Table 1. PRS-11 scale.

Table 2

Table 2. Research element breakdown table.

Furthermore, objective visual (e.g., Vegetation Density, Waterscape proportion, Openness) and auditory metrics (e.g., Natural Sound proportion, Humanistic Sound proportion) derived from SVI analysis serve as quantifiable proxies for the presence of natural elements central to the Biophilia Hypothesis and the restorative processes described by both ART and SRT. The quantification of soundscape characteristics (e.g., Noise Intensity, Musical Sound) further allows us to examine environmental factors that may impede (SRT) or facilitate (ART, Biophilia) restoration.

2.4 Data acquisition and processing

2.4.1. Baidu street view images (SVI)

In August of 2024, we obtained road network data of varying levels from the OpenStreetMap (OSM) of Fuzhou City. The “Create Grid” tool in ArcGIS 10.8 was utilized, with the OSM road network topology serving as the foundation. This approach yielded a set of evenly spaced 50-meter sampling points (Ogawa et al., 2024). The conversion of these points was executed through the utilization of a projection coordinate system, a method that ensures the precision of planar distances, with the road centerline serving as the reference point. To guarantee the geographical accessibility of the sampling points, Baidu Maps' route planning API verified that all points were situated on public roads. Subsequently, the Baidu Street View Static Map API (version v3) was employed to retrieve historical street view images corresponding to the sampling points. The images under consideration were collected by Baidu between June and October of 2021, 2022, and 2023. In order to ensure consistency with regard to lighting and vegetation conditions (such as leaf density), only images captured between 9:00 a.m. and 5:00 p.m. local time were extracted. This was done to minimize the impact of varying lighting conditions on image quality. Uniform parameters were established, and Baidu Street View Static Map API (version v3) was utilized for image crawling. The parameters encompass an image resolution of 1,600 × 1,200 pixels, a horizontal field of view of 90°, a vertical field of view of 30°, and a camera height of 2.5 m. This configuration was utilized to simulate a pedestrian's perspective. At each sampling point, four images were collected in the compass directions of 0° (north), 90° (east), 180° (south), and 270° (west). These images were then stitched into a 360° panoramic image using the OpenCV 4.5 stitching module. Consequently, the discrepancies in images and deviations in sampling are manually verified. Two processors independently assess the sampled images, removing blurry images and overly exposed images, and verifying the exclusion of non-traditional campus roads, such as highways and construction-closed roads.
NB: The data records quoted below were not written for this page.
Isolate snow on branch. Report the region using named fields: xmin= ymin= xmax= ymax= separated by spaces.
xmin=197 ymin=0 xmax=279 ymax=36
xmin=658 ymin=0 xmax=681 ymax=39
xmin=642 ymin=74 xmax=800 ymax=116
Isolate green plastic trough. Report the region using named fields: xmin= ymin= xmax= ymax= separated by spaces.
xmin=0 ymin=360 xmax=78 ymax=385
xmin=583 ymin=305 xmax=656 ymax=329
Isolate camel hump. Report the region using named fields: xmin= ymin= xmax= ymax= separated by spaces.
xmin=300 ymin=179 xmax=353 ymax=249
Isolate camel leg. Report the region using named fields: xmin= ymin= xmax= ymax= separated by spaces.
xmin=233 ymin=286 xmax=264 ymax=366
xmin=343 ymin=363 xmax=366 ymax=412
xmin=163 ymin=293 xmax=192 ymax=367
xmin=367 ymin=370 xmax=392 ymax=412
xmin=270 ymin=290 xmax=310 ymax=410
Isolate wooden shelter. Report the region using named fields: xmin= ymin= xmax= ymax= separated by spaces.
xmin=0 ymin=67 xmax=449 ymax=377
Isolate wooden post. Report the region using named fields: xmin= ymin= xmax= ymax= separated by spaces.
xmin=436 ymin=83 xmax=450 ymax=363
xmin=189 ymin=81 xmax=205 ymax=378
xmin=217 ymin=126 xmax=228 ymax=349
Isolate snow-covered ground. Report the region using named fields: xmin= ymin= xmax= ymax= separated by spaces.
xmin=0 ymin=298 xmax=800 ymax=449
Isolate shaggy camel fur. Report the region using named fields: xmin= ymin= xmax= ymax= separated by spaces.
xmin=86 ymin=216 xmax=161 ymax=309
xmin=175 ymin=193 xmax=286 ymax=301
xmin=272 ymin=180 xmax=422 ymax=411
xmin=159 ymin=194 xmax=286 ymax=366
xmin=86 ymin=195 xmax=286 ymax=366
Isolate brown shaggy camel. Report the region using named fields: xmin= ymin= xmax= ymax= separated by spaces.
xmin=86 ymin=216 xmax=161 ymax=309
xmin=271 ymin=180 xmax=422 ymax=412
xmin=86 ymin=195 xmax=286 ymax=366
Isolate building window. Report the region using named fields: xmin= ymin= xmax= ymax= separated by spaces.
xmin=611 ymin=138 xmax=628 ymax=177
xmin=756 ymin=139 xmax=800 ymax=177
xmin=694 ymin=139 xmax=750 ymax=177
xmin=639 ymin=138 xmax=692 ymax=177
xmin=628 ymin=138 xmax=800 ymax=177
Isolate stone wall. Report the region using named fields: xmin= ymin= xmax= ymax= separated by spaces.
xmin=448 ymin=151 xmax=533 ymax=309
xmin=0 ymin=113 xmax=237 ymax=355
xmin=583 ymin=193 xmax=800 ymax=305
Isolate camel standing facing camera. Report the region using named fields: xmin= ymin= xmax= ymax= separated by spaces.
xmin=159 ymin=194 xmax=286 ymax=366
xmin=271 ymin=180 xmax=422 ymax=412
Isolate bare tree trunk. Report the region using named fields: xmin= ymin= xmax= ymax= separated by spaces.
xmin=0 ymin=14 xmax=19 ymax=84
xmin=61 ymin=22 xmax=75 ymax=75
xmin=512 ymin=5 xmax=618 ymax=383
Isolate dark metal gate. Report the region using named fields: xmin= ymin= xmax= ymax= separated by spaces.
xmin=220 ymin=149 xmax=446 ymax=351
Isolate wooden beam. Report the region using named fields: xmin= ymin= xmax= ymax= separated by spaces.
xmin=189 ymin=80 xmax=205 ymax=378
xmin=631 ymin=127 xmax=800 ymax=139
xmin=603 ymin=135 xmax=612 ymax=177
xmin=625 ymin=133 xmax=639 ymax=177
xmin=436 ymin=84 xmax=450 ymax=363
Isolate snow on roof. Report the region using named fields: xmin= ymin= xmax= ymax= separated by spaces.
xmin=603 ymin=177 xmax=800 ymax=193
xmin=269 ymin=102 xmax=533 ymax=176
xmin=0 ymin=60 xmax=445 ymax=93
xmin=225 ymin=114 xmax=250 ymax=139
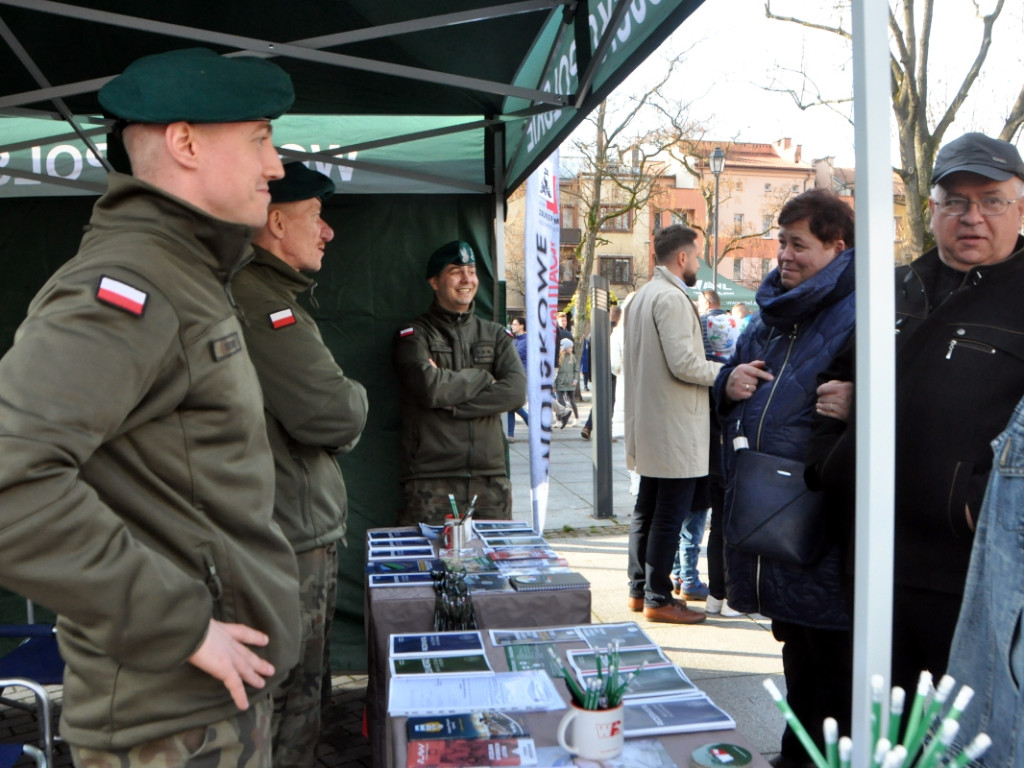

2.4.2. Cross-modal distillation paradigm for constructing emotion perception models (CSV-T4SA)

The CSV-T4SA model, constructed by Serra et al. (2023), is an automated sentiment polarity classification model based on a cross-modal distillation paradigm, specifically for visual sentiment analysis of social media images. The core of the model is to utilize multimodal (text + image) data to predict the sentiment polarity of images by using the output of a textual teacher model to guide the training of a student model on the visual modality. As user-generated content (UGC) data on social media continues to grow and change, the model can be adapted to new data distributions and features through continuous learning and updating. This allows the model to maintain its sophistication and accuracy, serving the field of social media sentiment analysis for a long time. When tested on five manually labeled benchmarks, the model outperforms the current state-of-the-art. This demonstrates the accuracy and reliability of the model in predicting image sentiment polarity.

2.4.3. Perceiving soundscape models from street view images

The connection between soundscapes and human visual perception has been shown to be substantial, with visual characteristics derived using three separate pre-trained deep learning models. At the pixel level, features such as hue, saturation, luminance, and edge detection values were obtained using algorithms from the OpenCV library. For object-level feature extraction, the Faster R-CNN model (Ren et al., 2017), trained on the COCO dataset (Lin et al., 2014), was utilized to detect and count elements within 91 object categories, including pedestrians, buses, and traffic signals. Semantic-level feature extraction was conducted using the DeepLabV3+ model (Chen et al., 2018), trained on the Cityscape dataset (Cordts et al., 2016), which classifies over 19 categories, such as vegetation, sky, and architecture, from ground-level imagery. Additionally, to estimate scene attributes in SVI, the ResNet model (He et al., 2016), trained on the Places365 dataset (Zhou et al., 2015), was implemented. This dataset spans 365 scene types, including green parks, school buildings, gymnasiums, canteens, libraries, and other areas related to campuses. Leveraging SVI, this research investigates the interplay between visual attributes and human perception, aiming to pinpoint critical visual elements that elicit specific perceptual responses (Herzog et al., 1976).

In this study, the pre-trained gradient boosted regression tree (GBRT) model developed by Zhao et al. was used for campus soundscape prediction, and the specific process included three steps: First, pixel-level feature, object-level feature, Semantic-level feature, and overall scenes were gathered from the campus street scene data; second, the pre-trained GBRT model was used to predict where artificial sounds (like human voices) and natural sounds (like bird songs and running water) would occur on campus. Secondly, the pre-trained GBRT model is used to spatially predict artificial sound sources (e.g., human sound activities) and natural sound sources (e.g., bird songs, running water sounds) in the campus; finally, the model performance is evaluated by using the Mean Absolute Error (MAE = 0.152–0.372) and the Coefficient of Determination (R² = 0.521–0.689), and the results show that the model can efficiently capture the spatial distribution patterns of different soundscape elements.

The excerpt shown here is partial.